(yes, I agree that the boot/root SSD is mysteriously failing i.e. 'disappearing' off-line)
Can you [easily] get another SSD? (if identical, maybe connect external & simply dd copy [UUID same?])
Or *maybe* 'mirror' [raid/multipath?] the SSD to free space somewhere on other 3 hdd...
I'm wondering if there's a 'better' way to capture console messages (just SEE them; not depend on any disk logging)...
** What 'console'/display do you use, when you find the system frozen?
(Could you leave -like- a serial dumb-terminal console, where displaying last messages isn't dependent on kernel video display. Or maybe remotely, to avoid any screensaver-blanking, need to [load&run] login, ...)
I found something interesting
here(middle),
(more info and .../power/control):
Quote:
To spin down the SDD platters and power off the individual disks, to simulate disks being taken out or prior to taking out the disks, issue the following:
echo 1 > /sys/block/sda/device/delete
...
|
I tried this with my VirtualBox CentOS7 netinst CD /sr0/ [only; no hdd] (Ctrl-Alt-F1 thru F5)
I got lots of kernel messages on tty4 (Alt-F4: console logs) but [tty2&3] `df /`loop&top kept running ok (new cmds [on tty5] from /bin failed w/msgs of course) Also fdisk -l instead of df catches it gone.

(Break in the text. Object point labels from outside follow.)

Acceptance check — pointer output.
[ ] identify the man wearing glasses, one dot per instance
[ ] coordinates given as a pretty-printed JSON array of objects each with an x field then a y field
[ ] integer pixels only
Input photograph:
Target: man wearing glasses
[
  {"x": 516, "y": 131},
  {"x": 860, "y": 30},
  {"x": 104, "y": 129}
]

Of course, don't take my 'noob' ramblings as *anywhere near* expert...!
(getting inanely obscure, breakpoint/debug-log [SSD?]driver.c/.ko sending such...)
I assume that /etc and [/usr]/bin&lib are on the SDD, 'mostly' readonly [not /var on SSD]
While the system is down, maybe you could boot single [ro ok for safety] & try the 'delete',
&reset, to see whether a full power-cycle is needed to bring SDD back online (per BIOS)
I wonder if some software could be ['accidentally'] doing something like this...
(blame systemd, *LOL* ... *JUST KIDDING*, sorry)
I'm looking for some way to 'prove' that what is SEEN, fully matches the SDD 'shutting off'.